The variables analyzed in this research included instantaneous speed and slope, both of which were evaluated as functions of time and position, utilizing data obtained through GPS technology. These variables, in conjunction with the technical specifications of the transportation means and the ideal parameters for calculations, informed the vehicle dynamics equations used to ascertain the energy demand necessary for the operation of electric buses on the evaluated routes.

The data supplied by the city administration of Ambato, along with the comprehensive database generated during the study, facilitated an in-depth understanding of the public transport system’s characteristics, encompassing route distribution, frequency, and the geomorphology of the road network within the study area.
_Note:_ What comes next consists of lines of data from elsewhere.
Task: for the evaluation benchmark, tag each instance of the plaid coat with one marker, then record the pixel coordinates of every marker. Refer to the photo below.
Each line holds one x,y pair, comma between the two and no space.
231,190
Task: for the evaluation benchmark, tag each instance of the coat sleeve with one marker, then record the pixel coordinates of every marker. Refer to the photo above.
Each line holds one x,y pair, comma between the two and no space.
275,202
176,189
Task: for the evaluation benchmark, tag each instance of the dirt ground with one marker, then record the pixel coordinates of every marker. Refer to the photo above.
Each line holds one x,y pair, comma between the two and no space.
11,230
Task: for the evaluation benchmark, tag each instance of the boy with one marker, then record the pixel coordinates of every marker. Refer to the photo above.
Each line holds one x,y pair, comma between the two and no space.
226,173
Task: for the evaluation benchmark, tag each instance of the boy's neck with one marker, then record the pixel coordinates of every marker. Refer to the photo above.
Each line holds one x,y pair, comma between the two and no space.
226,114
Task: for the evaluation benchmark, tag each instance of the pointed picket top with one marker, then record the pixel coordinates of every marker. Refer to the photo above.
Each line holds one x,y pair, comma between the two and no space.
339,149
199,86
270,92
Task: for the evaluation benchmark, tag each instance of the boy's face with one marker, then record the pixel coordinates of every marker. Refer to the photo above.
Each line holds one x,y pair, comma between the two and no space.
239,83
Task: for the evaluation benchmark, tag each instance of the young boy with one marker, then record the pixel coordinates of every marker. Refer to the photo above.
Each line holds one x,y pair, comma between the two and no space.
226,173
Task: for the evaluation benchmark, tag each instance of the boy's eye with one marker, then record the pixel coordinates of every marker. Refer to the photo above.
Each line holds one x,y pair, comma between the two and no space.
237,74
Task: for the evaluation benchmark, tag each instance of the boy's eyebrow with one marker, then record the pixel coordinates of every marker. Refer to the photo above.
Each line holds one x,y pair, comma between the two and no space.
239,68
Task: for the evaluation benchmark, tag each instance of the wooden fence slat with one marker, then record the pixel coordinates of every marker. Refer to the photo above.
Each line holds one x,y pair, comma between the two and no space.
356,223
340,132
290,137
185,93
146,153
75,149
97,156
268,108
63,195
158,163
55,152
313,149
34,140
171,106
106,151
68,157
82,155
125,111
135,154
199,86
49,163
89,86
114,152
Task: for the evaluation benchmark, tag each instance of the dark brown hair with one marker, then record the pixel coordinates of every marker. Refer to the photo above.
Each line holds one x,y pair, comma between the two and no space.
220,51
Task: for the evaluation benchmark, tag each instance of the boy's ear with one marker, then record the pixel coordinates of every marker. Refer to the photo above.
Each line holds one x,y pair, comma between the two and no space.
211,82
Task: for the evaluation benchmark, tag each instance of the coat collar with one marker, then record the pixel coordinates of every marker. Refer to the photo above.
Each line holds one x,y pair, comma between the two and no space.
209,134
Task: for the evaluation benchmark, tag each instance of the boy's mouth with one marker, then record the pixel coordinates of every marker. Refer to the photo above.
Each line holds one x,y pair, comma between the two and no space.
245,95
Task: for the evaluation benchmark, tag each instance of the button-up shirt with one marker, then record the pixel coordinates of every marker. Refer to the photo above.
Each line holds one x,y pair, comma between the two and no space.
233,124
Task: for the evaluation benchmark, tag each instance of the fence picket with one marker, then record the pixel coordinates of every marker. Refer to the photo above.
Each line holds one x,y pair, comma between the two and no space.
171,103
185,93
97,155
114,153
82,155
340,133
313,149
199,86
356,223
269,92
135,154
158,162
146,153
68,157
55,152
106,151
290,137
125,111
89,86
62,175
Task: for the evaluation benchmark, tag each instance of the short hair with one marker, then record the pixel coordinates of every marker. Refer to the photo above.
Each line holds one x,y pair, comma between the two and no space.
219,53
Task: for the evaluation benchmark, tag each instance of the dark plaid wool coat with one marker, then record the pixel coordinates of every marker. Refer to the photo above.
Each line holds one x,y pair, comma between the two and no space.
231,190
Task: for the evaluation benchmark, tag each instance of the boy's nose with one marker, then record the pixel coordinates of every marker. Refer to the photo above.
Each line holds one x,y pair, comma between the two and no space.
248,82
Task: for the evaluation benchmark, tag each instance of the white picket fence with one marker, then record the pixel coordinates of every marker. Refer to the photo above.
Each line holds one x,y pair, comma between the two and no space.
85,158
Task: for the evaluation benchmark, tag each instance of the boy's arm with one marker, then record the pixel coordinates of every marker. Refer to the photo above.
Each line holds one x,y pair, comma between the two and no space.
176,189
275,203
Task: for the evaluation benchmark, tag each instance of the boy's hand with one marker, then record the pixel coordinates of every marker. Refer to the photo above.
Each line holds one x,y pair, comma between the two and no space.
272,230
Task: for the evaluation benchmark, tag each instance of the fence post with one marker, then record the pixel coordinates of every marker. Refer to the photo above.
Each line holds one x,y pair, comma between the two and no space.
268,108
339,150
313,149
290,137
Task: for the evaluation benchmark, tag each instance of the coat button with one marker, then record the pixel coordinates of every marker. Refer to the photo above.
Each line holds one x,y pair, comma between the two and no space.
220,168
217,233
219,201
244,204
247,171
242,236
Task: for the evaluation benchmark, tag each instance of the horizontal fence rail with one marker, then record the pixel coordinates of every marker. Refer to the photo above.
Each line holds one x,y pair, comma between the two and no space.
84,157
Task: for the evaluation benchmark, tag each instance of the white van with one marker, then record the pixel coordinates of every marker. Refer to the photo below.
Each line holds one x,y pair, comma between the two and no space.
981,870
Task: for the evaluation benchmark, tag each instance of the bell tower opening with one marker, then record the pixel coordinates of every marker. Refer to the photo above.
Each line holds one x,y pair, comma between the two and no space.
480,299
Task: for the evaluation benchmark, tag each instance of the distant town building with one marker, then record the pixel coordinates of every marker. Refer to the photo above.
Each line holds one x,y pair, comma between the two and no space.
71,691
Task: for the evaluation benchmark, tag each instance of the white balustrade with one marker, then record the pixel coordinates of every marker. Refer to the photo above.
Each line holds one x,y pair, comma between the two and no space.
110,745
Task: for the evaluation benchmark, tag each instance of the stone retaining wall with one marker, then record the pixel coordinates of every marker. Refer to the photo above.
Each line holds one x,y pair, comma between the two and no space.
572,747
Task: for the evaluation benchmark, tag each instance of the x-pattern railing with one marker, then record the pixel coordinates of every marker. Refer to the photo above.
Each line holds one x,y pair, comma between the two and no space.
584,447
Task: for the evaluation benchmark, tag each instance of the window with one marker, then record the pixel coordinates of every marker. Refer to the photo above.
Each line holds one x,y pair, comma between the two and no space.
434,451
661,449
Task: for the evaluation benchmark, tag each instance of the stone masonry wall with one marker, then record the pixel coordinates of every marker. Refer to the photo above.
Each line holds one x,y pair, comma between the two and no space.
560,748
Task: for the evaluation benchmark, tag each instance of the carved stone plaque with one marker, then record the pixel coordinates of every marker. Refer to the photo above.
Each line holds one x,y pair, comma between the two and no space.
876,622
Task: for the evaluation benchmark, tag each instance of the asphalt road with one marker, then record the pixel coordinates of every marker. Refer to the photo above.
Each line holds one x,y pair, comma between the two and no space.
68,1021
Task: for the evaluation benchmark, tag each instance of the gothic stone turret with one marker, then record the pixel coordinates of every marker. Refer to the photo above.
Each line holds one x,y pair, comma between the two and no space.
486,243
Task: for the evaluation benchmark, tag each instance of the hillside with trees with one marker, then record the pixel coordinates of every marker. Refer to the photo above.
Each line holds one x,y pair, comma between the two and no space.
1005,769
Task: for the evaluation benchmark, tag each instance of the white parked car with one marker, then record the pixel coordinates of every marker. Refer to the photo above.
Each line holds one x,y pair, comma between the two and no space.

The findings confirmed that altitude significantly influences energy demand, which is particularly notable given that the highest elevation recorded was 3025 m above sea level and the longest route extended 62 km.

This research aimed to assess the energy requirements for transitioning to electric buses within the unique topographical context of Ambato. The results corroborate the initial hypothesis that the city’s varied altitudes and slopes contribute to higher energy consumption compared to flatter terrains. Specifically, the findings indicate that uphill segments substantially increase energy demand, whereas downhill sections can facilitate energy regeneration, as evidenced by an average efficiency of 5.43 km/kWh. These results align with previous studies (e.g., Energy Efficiency and Emissions Reduction in Mountainous Regions, 2021), which demonstrated that the performance of electric vehicles in hilly regions is highly contingent upon elevation changes and road gradients.

In contrast to studies conducted in flatter regions, where energy consumption patterns are generally more uniform, the energy demands observed in Ambato are markedly higher on routes characterized by steeper inclines, such as Route 2, which recorded an efficiency of 1.39 km/kWh. This variation underscores the necessity for adapting energy and infrastructure planning to address the unique geographical challenges faced by cities like Ambato.

The findings of this study have substantial implications for policymakers and urban planners engaged in the advancement of electric mobility. The projected daily energy demand of 72.14 GWh for the city’s urban transport routes highlights the urgent need for robust energy infrastructure, particularly in areas with challenging topographies. Policymakers should prioritize investments in electric grid enhancements and the strategic placement of charging stations, especially in high-elevation zones where energy demands are amplified.

Moreover, the spatial dynamics of Ambato—where all routes converge in the city center—must be integrated into transport planning to optimize routing and minimize energy consumption. The model developed in this research provides a valuable tool for predicting energy demand in other cities across Ecuador, contingent upon the availability of similar data regarding transport routes and terrain. Additionally, planners should consider the advantages of incorporating renewable energy sources to satisfy the increased electricity demands without exacerbating carbon emissions.

This study contributes to a broader understanding of the energy requirements for electric public transport systems in cities facing challenging geographical conditions. It illustrates the necessity for tailored infrastructure solutions and adaptive planning strategies to ensure a successful transition to electric mobility in urban environments such as Ambato.